30 October 2007

A Campus-wide Eating Disorder


My good friend pointed out a rather disturbing fact to me the other day. Apparently, one of her classmates in global health class found that some horrible figure like 30% of the typical female college student's daily conversation is centered around food. Whether it's about what to eat, whether we should stop eating, boasting about how much we just ate, or weighing the pros and cons of going for that study-break cookie--it's all about food. Some of it in a healthy way, most of it not. The mere fact that we talk about it so much sounds pretty unhealthy to me. Once my friend mentioned this to me I noticed how much of my conversation really does revolve around food. I think I'm the last person to have an eating disorder, but it's fascinating (and horrifying) to me that my conversational skills are so limited by what I put in my stomach.

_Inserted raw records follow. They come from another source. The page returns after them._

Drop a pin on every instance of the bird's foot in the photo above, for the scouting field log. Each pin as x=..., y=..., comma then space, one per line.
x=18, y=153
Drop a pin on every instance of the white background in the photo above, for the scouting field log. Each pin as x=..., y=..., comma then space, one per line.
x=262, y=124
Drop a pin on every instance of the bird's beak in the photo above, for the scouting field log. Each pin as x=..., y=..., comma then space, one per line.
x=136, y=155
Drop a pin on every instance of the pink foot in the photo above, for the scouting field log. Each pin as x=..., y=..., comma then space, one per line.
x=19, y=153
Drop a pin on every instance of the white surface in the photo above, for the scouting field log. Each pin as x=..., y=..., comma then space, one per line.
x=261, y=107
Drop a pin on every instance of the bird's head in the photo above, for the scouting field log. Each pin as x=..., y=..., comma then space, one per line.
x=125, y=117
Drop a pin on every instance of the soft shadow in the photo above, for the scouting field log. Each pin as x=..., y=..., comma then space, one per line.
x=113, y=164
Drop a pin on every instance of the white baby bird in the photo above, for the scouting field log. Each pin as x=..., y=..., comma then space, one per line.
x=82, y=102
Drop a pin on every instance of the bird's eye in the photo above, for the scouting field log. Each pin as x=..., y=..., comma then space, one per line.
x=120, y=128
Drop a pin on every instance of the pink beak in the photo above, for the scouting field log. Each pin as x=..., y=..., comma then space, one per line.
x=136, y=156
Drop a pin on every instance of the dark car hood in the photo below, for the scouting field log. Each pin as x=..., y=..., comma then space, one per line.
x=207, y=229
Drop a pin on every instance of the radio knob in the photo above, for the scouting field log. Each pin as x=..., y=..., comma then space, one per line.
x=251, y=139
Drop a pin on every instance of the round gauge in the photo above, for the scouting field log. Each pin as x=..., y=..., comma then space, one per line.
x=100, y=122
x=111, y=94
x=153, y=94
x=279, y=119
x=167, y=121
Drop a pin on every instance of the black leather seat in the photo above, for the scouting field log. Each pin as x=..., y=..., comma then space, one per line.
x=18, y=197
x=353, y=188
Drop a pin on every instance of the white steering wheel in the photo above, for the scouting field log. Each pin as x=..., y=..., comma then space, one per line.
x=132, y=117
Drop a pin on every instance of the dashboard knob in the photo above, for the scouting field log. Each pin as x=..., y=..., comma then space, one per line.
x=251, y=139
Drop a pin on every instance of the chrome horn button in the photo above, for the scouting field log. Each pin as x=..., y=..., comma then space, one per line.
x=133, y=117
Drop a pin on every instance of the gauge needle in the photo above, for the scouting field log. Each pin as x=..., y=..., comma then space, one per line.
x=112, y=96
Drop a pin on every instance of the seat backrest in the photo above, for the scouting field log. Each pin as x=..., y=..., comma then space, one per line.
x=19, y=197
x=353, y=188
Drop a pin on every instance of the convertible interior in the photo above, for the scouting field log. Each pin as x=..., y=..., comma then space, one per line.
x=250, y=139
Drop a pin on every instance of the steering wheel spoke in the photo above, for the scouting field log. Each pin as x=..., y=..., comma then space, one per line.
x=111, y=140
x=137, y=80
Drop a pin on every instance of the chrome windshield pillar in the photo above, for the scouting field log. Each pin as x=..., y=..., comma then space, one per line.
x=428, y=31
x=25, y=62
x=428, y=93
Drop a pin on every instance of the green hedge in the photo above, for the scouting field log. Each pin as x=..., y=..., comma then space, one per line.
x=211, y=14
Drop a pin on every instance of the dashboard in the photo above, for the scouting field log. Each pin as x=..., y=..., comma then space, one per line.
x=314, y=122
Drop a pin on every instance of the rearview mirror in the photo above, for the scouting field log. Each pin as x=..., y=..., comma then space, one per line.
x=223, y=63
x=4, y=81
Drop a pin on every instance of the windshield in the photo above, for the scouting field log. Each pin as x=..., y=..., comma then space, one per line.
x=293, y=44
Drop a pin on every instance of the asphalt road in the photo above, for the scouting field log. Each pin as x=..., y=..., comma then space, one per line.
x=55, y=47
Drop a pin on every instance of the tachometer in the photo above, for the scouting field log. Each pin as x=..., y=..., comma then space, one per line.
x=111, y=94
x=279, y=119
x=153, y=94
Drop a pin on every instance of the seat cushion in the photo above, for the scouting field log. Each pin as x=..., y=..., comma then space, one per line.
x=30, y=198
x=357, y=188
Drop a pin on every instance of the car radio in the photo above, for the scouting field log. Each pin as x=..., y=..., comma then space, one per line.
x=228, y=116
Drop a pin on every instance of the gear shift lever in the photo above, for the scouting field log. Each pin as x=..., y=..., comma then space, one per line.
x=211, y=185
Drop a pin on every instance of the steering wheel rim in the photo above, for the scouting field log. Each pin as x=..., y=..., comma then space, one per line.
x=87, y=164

This reminds me of Michael Pollan's idea that America is afflited by a national eating disorder. As omnivores, so much of our everyday brain power is devoted to deciding what to eat--whether it's safe, what the benefits will be to us, and most of all, whether or not we desire it at the particular moment.

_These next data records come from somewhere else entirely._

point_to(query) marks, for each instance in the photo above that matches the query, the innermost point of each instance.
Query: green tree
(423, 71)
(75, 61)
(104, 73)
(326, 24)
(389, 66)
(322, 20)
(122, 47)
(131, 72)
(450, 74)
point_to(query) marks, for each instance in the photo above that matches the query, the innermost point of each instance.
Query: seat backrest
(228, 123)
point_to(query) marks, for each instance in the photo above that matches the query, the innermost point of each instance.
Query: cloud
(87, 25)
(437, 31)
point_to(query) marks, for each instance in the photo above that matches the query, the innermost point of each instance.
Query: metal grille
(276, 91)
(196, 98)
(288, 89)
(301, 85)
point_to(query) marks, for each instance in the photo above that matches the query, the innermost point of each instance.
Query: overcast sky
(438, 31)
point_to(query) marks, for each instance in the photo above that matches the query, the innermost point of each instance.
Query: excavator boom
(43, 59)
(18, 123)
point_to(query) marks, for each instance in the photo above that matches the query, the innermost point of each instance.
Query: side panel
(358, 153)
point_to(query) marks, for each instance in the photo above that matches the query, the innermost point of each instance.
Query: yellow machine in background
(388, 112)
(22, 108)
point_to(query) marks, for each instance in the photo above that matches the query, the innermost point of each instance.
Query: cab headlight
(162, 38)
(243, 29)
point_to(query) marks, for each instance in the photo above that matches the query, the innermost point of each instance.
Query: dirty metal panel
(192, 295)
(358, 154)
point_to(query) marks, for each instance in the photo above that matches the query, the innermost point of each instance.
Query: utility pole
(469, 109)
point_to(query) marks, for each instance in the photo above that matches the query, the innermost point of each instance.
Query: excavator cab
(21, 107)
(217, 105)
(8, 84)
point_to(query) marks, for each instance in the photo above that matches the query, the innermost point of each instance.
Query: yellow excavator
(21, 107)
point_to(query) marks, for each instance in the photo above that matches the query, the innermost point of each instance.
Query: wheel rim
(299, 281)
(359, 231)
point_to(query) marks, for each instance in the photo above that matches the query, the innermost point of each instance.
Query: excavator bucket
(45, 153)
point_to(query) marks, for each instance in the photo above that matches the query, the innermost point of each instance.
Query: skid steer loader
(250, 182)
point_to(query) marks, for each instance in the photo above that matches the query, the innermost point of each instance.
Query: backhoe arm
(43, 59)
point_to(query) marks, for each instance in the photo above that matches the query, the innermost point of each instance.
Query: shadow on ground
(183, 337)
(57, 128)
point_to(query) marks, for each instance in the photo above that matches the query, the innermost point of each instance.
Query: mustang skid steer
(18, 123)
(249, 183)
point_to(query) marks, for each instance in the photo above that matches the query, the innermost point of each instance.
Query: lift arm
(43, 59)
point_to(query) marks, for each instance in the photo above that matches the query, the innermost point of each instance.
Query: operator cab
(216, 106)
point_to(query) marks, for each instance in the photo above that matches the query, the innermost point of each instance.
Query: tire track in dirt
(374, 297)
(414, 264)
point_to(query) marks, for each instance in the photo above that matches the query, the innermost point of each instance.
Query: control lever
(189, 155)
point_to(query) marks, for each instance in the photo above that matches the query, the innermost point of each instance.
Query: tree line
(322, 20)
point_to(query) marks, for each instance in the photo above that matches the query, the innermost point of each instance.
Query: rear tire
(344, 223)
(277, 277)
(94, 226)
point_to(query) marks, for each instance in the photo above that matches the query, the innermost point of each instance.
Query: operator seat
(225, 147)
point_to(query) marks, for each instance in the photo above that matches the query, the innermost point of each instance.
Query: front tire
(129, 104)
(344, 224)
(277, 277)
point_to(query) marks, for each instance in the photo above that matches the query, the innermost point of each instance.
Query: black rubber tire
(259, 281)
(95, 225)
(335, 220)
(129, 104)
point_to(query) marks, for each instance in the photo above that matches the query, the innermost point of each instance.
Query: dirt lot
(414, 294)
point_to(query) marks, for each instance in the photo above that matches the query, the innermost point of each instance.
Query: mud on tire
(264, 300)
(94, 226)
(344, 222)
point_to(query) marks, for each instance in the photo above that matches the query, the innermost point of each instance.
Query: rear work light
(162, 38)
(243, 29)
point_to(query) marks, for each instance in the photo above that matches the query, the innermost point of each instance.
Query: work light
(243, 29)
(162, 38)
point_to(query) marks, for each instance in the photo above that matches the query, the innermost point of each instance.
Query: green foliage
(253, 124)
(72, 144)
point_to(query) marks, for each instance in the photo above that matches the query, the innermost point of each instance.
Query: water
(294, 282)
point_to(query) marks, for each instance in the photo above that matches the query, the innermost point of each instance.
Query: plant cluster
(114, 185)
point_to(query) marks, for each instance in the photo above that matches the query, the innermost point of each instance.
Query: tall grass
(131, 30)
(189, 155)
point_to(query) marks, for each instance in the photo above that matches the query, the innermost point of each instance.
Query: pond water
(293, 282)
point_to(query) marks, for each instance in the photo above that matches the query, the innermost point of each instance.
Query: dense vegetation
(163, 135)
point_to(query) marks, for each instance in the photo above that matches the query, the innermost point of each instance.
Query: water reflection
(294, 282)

I remember the days when I ran cross country in high school and could put anything and everything into my stomach. Huge plates of pasta before the big race. Waffle cones filled with double, triple scoops of cookies 'n cream ice cream. Everything except for milk--which, I found out the hard way, takes hours to digest and will slosh around uncomfortably in your stomach for everyone within ten steps of you to hear. Back then, I'm sure I talked about food a great deal, but most of it was in anticipation of what I was going to eat next. Never about whether or not I should eat something. Now, though, maybe because of the limited healthy options available to me on a college campus, or maybe because I have some kind of minor eating disorder that afflicts all American young women, so much of my brain power is put to the useless task of deciding whether it is "okay" for me to eat something or not.

I say, forget about whether or not you should eat that cookie. Who cares if there are 300 calories in it? Just eat the damn thing, and think of those 300 calories as extra energy that you'll use to power your brain in its new task of thinking about something useful.